Music review
In Mozart’s Cosi fan tutte, gifts and candlelight are not enough remedy to repair the fallen human race. You watch two beautiful female specimens of humanity fall at the hands of the wily shyster Don Alfonso (Aaron Stegemöller) and then the true remedy becomes apparent: abiding faith and love.

Oak Park’s American Opera Group opened “They’re All Like That, or The School for Lovers” Sunday in the pseudo-school auditorium surroundings of the Arts Center. The small but dedicated crowd learned all about the human condition-how, in Mozart’s school, in spite of the raw and flagrant duplicity that breaks faith and breaks hearts, love doesn’t seek perfection as its object. The glitterati were not among this crowd-apparently they would have to lower themselves to sit on creaky wooden seats and sip soda from machines at intermission. Instead this was a crowd of obvious friends and fans, and perhaps even family, of the cast, who clapped fervently after every aria. (Yes, it’s OK to clap in the middle of an opera.)

And there was plenty to clap about in this production by AOG founder and artistic director R. Paul Williams, starting with the unlikely role of Despina. Sung by Ashlee Hardgrave, she is a sly, voluptuous and, in this production, wickedly funny servant. Leave it to Mozart to designate the lowest-ranking member of the cast as the power-broker. Hargrave is ham enough enough for a holiday dinner, her acting, and over-acting, just as fine as her singing, which appears effortlessly natural, providing a cunning complement to the leading ladies.

Don’t be put off by the ragazzi-or young women, Dorabella (Karen Doerr) and Fiordiligi (Rebecca Davis)-singing Italian. Clear in any language, Dori and Fiordi pledge like stones to stand faithful to their lovers in the opening scene. Both women are solid vocally and portray invincible character (at least in Act 1) through their deportment and easy delivery of flamboyant vocal lines.

But what are they all like, if “They are All Like That?” Without spoiling the three-and-a-half-hour story, which I really do recommend sitting through, let me say that the plot of “Cosi” is nothing; the real story is the inner struggle of human character. Would she or wouldn’t she? Should I or shouldn’t I? Rebecca Davis is particularly captivating as she resists the temptations to indulge her passion for the mysterious Turkish suitor, who is really her lover in disguise, at her knees. Emanuel Caraman and Benjamin Copeland vividly serve up confusion and rage over the behavior of their girls.

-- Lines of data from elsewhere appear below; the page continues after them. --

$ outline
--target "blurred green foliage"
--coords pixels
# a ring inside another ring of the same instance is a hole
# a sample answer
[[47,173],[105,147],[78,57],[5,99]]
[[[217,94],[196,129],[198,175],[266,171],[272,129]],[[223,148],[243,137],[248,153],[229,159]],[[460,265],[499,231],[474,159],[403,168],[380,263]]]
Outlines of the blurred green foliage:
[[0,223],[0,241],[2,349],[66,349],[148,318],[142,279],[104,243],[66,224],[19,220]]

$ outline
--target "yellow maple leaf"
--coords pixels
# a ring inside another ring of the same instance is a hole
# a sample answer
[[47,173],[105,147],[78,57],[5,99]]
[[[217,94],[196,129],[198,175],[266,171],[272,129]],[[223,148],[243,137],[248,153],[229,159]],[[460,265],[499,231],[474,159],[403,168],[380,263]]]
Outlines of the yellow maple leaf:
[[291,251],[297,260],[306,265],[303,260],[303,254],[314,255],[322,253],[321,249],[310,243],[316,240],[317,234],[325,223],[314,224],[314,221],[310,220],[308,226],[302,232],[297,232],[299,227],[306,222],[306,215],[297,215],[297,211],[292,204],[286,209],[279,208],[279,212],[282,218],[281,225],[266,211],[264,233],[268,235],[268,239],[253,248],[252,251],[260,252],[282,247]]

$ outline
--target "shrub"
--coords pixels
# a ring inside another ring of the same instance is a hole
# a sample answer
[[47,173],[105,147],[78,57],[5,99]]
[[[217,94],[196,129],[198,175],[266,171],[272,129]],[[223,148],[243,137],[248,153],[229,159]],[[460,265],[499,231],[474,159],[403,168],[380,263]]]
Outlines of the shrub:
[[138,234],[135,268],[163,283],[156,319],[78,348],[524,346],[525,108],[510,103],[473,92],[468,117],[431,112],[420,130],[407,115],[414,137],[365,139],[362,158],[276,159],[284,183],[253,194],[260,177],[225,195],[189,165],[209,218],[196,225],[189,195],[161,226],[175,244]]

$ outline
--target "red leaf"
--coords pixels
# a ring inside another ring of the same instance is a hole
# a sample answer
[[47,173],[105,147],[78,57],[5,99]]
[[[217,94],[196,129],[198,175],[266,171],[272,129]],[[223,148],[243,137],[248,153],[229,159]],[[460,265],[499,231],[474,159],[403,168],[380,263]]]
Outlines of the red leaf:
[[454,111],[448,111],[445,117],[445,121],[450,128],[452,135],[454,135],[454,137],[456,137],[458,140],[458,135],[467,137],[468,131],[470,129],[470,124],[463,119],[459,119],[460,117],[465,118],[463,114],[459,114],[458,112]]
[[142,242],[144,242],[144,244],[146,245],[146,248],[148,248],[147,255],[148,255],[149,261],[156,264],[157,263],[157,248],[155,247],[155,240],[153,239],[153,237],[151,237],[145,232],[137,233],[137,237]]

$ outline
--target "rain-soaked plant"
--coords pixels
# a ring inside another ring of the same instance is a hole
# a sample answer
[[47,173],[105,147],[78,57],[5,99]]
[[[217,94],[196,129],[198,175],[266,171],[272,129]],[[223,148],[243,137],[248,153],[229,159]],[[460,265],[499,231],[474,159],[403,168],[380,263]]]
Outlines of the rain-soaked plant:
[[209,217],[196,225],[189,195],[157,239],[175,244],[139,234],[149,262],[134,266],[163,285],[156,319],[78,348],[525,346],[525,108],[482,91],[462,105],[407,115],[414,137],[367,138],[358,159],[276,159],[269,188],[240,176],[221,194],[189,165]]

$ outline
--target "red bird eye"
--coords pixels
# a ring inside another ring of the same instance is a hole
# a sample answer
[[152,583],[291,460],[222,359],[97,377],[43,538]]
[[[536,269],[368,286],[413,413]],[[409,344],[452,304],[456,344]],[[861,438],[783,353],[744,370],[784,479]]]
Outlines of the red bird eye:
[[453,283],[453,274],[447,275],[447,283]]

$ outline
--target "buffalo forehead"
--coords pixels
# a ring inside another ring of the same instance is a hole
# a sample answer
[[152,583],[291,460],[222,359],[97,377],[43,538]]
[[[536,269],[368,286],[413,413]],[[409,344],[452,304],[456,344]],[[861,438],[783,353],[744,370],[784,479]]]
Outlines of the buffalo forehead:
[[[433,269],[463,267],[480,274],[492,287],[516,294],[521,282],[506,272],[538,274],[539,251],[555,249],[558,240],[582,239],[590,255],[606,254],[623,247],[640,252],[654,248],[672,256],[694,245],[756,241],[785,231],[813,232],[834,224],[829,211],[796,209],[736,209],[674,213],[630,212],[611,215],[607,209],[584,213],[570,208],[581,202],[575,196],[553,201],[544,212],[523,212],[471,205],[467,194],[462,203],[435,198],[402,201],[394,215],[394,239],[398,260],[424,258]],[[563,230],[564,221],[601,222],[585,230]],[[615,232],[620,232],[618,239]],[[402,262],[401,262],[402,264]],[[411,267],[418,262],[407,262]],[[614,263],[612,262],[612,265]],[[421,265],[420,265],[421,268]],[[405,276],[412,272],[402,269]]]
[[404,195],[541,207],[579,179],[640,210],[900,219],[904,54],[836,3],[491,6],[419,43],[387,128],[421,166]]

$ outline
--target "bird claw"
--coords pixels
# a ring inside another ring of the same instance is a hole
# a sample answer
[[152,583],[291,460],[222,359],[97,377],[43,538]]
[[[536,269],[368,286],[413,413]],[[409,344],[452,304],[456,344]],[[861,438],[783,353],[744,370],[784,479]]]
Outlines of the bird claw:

In the hands of a lesser talent, such mental agitations would peter out on stage, and especially with a cast of only six. No grand distractions or Aida-style elephants here (which I’m told will appear on screen at the Lake Theatre today). In Mozart’s hands, the invisible temptations are palpable and the pacing of the psychological conflicts is seamlessly pieced together by the orchestral writing.

The success of this production owes much to conductor J. David tech, who kept up with all of the brisk changes in mood and tempo very adeptly. In authentic 18th-century style, he both conducted the 20-piece orchestra and accompanied the recitatives himself at the harpsichord. While his coordination with the singers was excellent, one could ask the technical support for much better synchronization between surtitles and voices. Sometimes text was projected before the singer entered and distracted from the action on stage.

One by one, AOG is surmounting the challenges of producing great operatic treasures, in spite of strapped resources and the clunky arrangement of the Arts Center’s small stage. The singers and instrumentalists are in place. Next they should take on costumes, sets and the program, which sported way too many typos. The four lovers in Cosi appear dressed for the high-school prom and the back-up chorus appears to have shopped at the Salvation Army. The set is little more than tables and chairs, with a few trees that might say “Christmas” if you stretched it. Even this simple set, a few photos and fruit required what seemed to be interminable thudding scene changes that dreadfully brought the action to a halt.

But background aside, nothing could steal your attention from the humor and power at the heart of this love story. So go on out for the holidays, and have yourself a merry little opera.